In a new worksheet, moving the scroll bars only (not scroll buttons or with cursor on cells) what is the last cell you see? 
In my Word 2000 it is *M22*.

Strangely enough ... if I click the space behind the scroll bars and let them slam to the end they get smaller and that figure changes to *W40* (a Bill Gates thing) . Either way it is a small sheet size and not mega huge.

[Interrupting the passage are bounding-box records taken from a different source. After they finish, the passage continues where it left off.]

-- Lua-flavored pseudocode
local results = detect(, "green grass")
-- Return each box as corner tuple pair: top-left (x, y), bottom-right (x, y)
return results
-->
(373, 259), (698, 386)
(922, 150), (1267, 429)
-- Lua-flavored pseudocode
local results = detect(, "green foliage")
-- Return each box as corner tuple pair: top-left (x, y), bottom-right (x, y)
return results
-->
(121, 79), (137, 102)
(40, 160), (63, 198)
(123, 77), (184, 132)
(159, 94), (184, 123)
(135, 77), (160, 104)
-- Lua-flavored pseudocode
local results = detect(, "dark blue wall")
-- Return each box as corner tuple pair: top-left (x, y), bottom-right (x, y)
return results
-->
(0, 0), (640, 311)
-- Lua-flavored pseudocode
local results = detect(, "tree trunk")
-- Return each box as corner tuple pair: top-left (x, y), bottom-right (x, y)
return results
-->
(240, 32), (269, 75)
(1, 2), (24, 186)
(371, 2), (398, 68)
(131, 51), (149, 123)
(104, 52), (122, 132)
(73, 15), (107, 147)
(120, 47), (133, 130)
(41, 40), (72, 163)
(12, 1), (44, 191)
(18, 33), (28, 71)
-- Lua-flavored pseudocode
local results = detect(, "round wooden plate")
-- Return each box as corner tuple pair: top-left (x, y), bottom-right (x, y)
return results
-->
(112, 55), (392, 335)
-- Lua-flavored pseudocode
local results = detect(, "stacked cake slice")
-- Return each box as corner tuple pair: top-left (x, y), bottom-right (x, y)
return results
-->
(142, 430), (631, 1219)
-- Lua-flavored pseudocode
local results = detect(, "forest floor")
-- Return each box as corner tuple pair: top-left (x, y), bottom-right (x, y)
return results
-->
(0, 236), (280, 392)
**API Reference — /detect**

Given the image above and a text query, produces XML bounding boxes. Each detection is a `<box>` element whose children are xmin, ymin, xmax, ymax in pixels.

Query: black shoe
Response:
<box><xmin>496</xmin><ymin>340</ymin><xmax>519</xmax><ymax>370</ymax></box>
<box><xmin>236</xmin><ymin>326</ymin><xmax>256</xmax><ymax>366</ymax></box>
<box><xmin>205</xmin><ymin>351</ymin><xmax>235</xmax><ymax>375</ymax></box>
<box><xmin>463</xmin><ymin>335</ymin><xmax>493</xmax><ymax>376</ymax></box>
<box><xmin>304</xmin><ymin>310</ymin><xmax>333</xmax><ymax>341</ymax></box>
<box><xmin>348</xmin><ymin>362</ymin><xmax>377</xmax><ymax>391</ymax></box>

As RandyG said, are you copying ONLY the desired cells? Remember, highlighting ten columns or rows by the column or row headings will grab everything there.

- C


----------



## Ca1Ga1 (Jul 30, 2003)

there is vba code behind it (lots of it infact)
and yes, I'm only coping the cells that I want


----------



## CastleHeart (May 4, 2002)

Whoa ... easy now ....  about the copying thing - I wasn't calling you stupid or anything - just checking!

For your info, I inserted a value  w a y  down and over in a Worksheet of mine that is chock full of Macros. The I copied only the main screen's worth over to a new sheet.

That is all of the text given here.